← Back to team overview

yahoo-eng-team team mailing list archive

[Bug 1907175] [NEW] intermittently ALL VM's floating IP connection is disconnected, and can be reconnected after 5-6 minutes

 

Public bug reported:

Current configuration: 49node centos 7.8(Kernel version =  3.10.0-1127.el7.x86_64)
                       kolla-ansible 9.2.1 (openvswitch - 2.12.0 / neutron-server 15.1.0)

Phenomenon: The floating IP connection is disconnected, and the connection becomes possible again after 5-6 minutes.

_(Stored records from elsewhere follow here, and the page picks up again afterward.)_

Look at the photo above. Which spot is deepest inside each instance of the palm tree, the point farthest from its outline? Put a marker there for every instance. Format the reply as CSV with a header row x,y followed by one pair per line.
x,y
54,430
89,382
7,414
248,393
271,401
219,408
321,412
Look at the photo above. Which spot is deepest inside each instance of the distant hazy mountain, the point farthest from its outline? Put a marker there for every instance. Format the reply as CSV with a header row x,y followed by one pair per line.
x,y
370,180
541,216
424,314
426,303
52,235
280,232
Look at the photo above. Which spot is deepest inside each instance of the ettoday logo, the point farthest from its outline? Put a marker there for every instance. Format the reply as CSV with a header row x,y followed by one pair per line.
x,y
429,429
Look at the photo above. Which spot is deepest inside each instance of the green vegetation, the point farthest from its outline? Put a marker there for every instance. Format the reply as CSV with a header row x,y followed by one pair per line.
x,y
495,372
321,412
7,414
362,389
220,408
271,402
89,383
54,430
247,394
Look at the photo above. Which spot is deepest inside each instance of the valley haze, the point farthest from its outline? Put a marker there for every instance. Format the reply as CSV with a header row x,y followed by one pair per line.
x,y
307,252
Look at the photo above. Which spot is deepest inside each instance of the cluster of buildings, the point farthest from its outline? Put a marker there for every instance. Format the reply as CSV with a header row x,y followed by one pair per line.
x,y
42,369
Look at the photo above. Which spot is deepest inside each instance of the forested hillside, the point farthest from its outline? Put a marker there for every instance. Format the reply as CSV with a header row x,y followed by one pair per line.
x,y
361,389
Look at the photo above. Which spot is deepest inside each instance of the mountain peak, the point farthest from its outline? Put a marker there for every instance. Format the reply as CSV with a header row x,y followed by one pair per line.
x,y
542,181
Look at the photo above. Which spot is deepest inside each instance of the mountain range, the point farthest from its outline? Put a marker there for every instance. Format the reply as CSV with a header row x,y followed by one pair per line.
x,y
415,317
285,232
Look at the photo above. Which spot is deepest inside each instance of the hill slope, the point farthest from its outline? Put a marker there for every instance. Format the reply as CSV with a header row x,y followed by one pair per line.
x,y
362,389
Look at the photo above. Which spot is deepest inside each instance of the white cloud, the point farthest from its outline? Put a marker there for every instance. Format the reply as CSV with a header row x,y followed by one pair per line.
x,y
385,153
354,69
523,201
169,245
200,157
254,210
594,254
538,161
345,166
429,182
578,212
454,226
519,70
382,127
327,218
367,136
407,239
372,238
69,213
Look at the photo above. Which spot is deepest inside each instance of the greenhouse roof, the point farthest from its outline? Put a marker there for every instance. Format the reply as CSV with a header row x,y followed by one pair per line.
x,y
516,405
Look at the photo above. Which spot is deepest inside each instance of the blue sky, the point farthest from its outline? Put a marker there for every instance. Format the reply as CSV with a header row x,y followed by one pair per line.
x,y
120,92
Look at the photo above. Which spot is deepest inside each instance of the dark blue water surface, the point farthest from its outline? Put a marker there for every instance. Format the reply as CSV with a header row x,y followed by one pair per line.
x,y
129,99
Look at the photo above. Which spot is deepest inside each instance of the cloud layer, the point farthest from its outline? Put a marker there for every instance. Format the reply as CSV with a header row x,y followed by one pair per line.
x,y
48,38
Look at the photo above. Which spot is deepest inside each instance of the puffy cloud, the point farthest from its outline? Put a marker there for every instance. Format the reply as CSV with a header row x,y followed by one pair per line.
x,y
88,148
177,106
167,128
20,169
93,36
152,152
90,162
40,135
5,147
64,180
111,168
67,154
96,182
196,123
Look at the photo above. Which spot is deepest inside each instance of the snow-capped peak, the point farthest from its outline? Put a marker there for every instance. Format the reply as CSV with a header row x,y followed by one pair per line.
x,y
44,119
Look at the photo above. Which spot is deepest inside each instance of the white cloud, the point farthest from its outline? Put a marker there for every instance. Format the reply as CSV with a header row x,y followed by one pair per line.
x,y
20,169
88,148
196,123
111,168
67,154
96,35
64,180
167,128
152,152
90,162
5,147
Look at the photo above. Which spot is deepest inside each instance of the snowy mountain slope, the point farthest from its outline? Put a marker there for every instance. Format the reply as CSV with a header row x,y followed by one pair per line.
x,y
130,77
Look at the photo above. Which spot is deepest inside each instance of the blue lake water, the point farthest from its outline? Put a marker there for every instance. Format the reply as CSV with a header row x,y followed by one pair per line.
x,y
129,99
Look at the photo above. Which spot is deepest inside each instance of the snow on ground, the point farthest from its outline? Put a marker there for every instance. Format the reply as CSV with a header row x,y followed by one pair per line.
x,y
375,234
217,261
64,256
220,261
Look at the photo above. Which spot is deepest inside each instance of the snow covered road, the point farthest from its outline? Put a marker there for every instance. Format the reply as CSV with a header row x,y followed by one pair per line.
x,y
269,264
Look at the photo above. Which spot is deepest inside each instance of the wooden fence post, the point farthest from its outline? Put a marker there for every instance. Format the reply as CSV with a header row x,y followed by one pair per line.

Occurs by all  vm on nodes.
The internal ip connection is not disconnected, and if openvswitch_vswitchd is restarted in case of failure, the problem is solved.
The public network, physnet1 (172.29.75.0~172.29.84.0), is tied in LACP(Bond_mode =4 )
 mode by VLAN, and the TENANT NETWORK is composed of vxlan. (Use DVR)
As a result of the ping tcpdump test, the network sends a ping to the node with the vm, but the vm does not respond.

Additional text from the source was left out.